0693W00000UnKuvQAF.png

  /* create a binary semaphore used for informing ethernetif of frame transmission */
  TxPktSemaphore = osSemaphoreNew(1, 0, NULL);
void HAL_ETH_RxCpltCallback(ETH_HandleTypeDef *handlerEth)
{
  osSemaphoreRelease(RxPktSemaphore);
}

Still locks :(

ktrofimo
Senior III

Update:

Both TCP/IP task and Eth input task both are blocked at the same event object 0x200090ac0693W00000UnKyYQAV.png

https://github.com/STMicroelectronics/STM32CubeH7/issues/224#issuecomment-1199200853

It seems that you are still using the ST's broken link detection code. I've pointed it out and explained what is wrong with it in my main Ethernet & lwIP issue topic since the beginning and I am repeating it again and again, but nobody is listening. ST, forum users and almost everyone just keeps silent and pretends that those issues doesn't exist. It's a mass insanity!
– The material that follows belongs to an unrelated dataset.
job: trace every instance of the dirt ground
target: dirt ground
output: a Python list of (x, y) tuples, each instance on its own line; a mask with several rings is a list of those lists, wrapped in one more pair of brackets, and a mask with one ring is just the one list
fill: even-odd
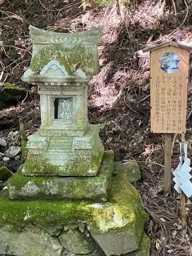
[[(135, 58), (134, 54), (170, 40), (191, 46), (191, 1), (179, 3), (177, 13), (174, 8), (165, 8), (161, 1), (151, 0), (135, 4), (130, 11), (116, 5), (95, 7), (92, 2), (84, 10), (80, 6), (76, 1), (7, 0), (0, 7), (1, 81), (19, 84), (27, 92), (17, 106), (0, 111), (1, 132), (6, 136), (23, 121), (27, 131), (20, 136), (25, 137), (40, 124), (37, 89), (20, 80), (31, 56), (29, 25), (62, 32), (103, 26), (99, 47), (101, 70), (89, 83), (90, 122), (101, 124), (101, 138), (106, 150), (114, 151), (116, 161), (134, 160), (139, 164), (142, 180), (135, 186), (150, 216), (145, 231), (152, 240), (151, 255), (191, 256), (191, 199), (186, 200), (187, 227), (183, 236), (180, 196), (173, 190), (172, 195), (163, 196), (163, 136), (150, 133), (149, 56)], [(190, 78), (186, 138), (191, 159), (191, 102)], [(180, 140), (177, 136), (174, 144), (173, 170), (179, 162)]]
To fix it, you can get inspired from these links:

https://community.st.com/s/question/0D53W00000zHH9PSAW/changing-ip-address-mac-address-during-runtime

https://github.com/stm32-hotspot/STM32H7-LwIP-Examples/blob/b4bcc6cffa109ff44b875165b5cd5aec04f5df22/STM32H743_Nucleo_ETH/LWIP/Target/ethernetif.c#L798

P.S. I cannot know whether your other threads, which are using lwIP API, respect the rules.